GPT-5-Codex: OpenAI's agent that programs and reviews code

  • GPT-5-Codex is a variant of GPT-5 optimized for agent-based coding in Codex.
  • Dynamically adjusts thinking time from seconds to over seven hours depending on the task.
  • Improves code review and critical bug detection, with fewer erroneous comments.
  • Available in Plus, Pro, Business, Edu, and Enterprise; API coming later.

Generic image of GPT-5 Codex

OpenAI has presented GPT-5-Codex, a variant of its generalist model focused on agent-based programming tasks within Codex. The goal is to enable teams to switch between interactive sessions and long-term background work without losing context or quality of results.

The company highlights that the model adjust the time you spend reasoning based on complexity: responds in seconds to simple requests and can invest hours when the task demands it. This approach, oriented to software engineering, includes advanced capabilities of code review and critical bug detection.

What is GPT-5-Codex and what is it for?

Compared to the general-purpose GPT-5, this version has been trained with real development scenarios with frameworks like PyTorch to create projects from scratch, add features and tests, debug, refactor, and monitor changes consistently.

According to OpenAI, the model is more strict with agent guidelines (AGENTS.md), so follow the instructions better, similar to projects like OpenAssistant, and produces higher quality code with short prompts, without the need to write long prompts.

In addition to programming, GPT-5-Codex can assess correctness by running the code and tests, and flag impact issues before they go into production, which is especially useful for teams with demanding reviews.

In interface jobs, the company considers it a reliable partner for front-end tasks and desktop application creation, with improvements in mobile experience generation based on internal human preference assessments.

All of the above is integrated into the usual flow: Terminal (CLI), IDE, web, GitHub, and the ChatGPT app, with context continuity between cloud and local environment.

Performance and adaptable "thinking time"

One of the keys to the launch is its dynamic reasoning management: The model itself decides in real time how much “head” to dedicate, and can extend execution when it detects that the task is growing in complexity.

OpenAI claims to have observed stand-alone sessions of more than seven hours in large-scale refactorings, with iterations that correct test failures and validate results until the objective is met.

This behavior contrasts with strategies based on routers that predetermine resources; here, the model re-evaluates the effort as it progresses, combining agile dialogue with persistent execution.

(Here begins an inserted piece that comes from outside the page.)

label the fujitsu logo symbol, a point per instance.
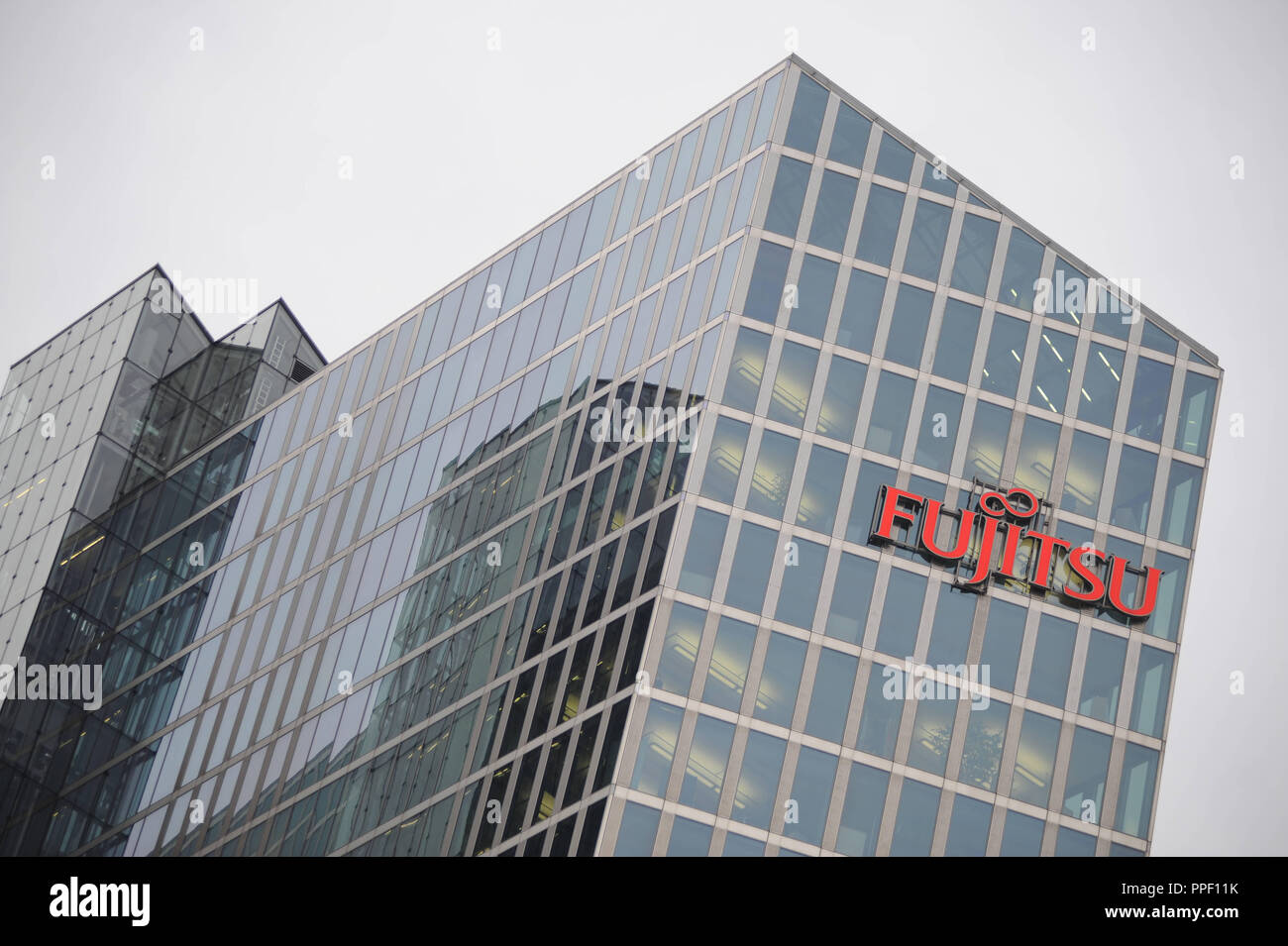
(995, 530)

On a practical level, this translates into quick responses to specific requests and more time invested when the work involves orchestrating changes across multiple modules or resolving complex dependencies.

For software teams, the approach promises fewer irrelevant iterations and more focus on high-impact steps, especially when reviewing large repositories or addressing cross-cutting tasks.

Conceptual image of a code agent

Tools and integration: CLI, IDE, web, and GitHub

The Codex Command Line Interface has been redesigned around agent-based flowsImages can now be attached directly in the CLI to facilitate design decisions or detect visual inconsistencies.

The system can monitor progress with to-do lists and integrates tools such as web search and MCP, an open standard for securely connecting LLMs to external data and utilities.

The interface also improves the tool call format and comparisons, which helps to follow the agent's reasoning and review diffs more clearly.

In development environments, the IDE extension and GitHub integration allow Move work between on-premises and the cloud without losing context, relying on open source in the editor for more precise answers.

OpenAI indicates that the agent runs on controlled environments by default and that it is possible to adjust permissions, in order to limit potentially destructive actions on sensitive projects.

Availability and access

GPT-5-Codex is enabled in ChatGPT Plus, Pro, Business, Edu and Enterprise, in addition to Codex experiences in terminal, web, IDE, and GitHub.

The company plans to make it available to API clients later, although at the moment it has not detailed a schedule or specific prices for that channel.

GPT-5 Codex Tests and Metrics

According to information shared by OpenAI and external reports, GPT-5-Codex offers better results than GPT-5 in agent-oriented scenarios, such as the SWE-bench Verified benchmark.

In concrete figures, they are mentioned Improvements up to 74,5% in SWE-bench Verified and a jump in refactoring tests from 33,9% with GPT-5 to 51,3% with GPT-5-Codex, suggesting advances in multi-file maintenance and editing.

The company also highlights that its Review comments are less erroneous or irrelevant, allowing attention to be focused on critical issues and reducing noise in PRs.

What GPT-5 Codex Means for Technical Teams

For developers, having an agent who combines rapid interaction and autonomous work opens the door to shorter cycles and more effective prioritization of complex tasks.

In organizations, the ability for a model to spend hours on a task requires an enterprise AI strategy, clear policies on cost and execution limits, and validation of its performance across multiple languages ​​and monorepos with extensive context.

Practices of secure integration into existing flows, with permission controls, agent decision tracking, and readable diffs to maintain quality and traceability.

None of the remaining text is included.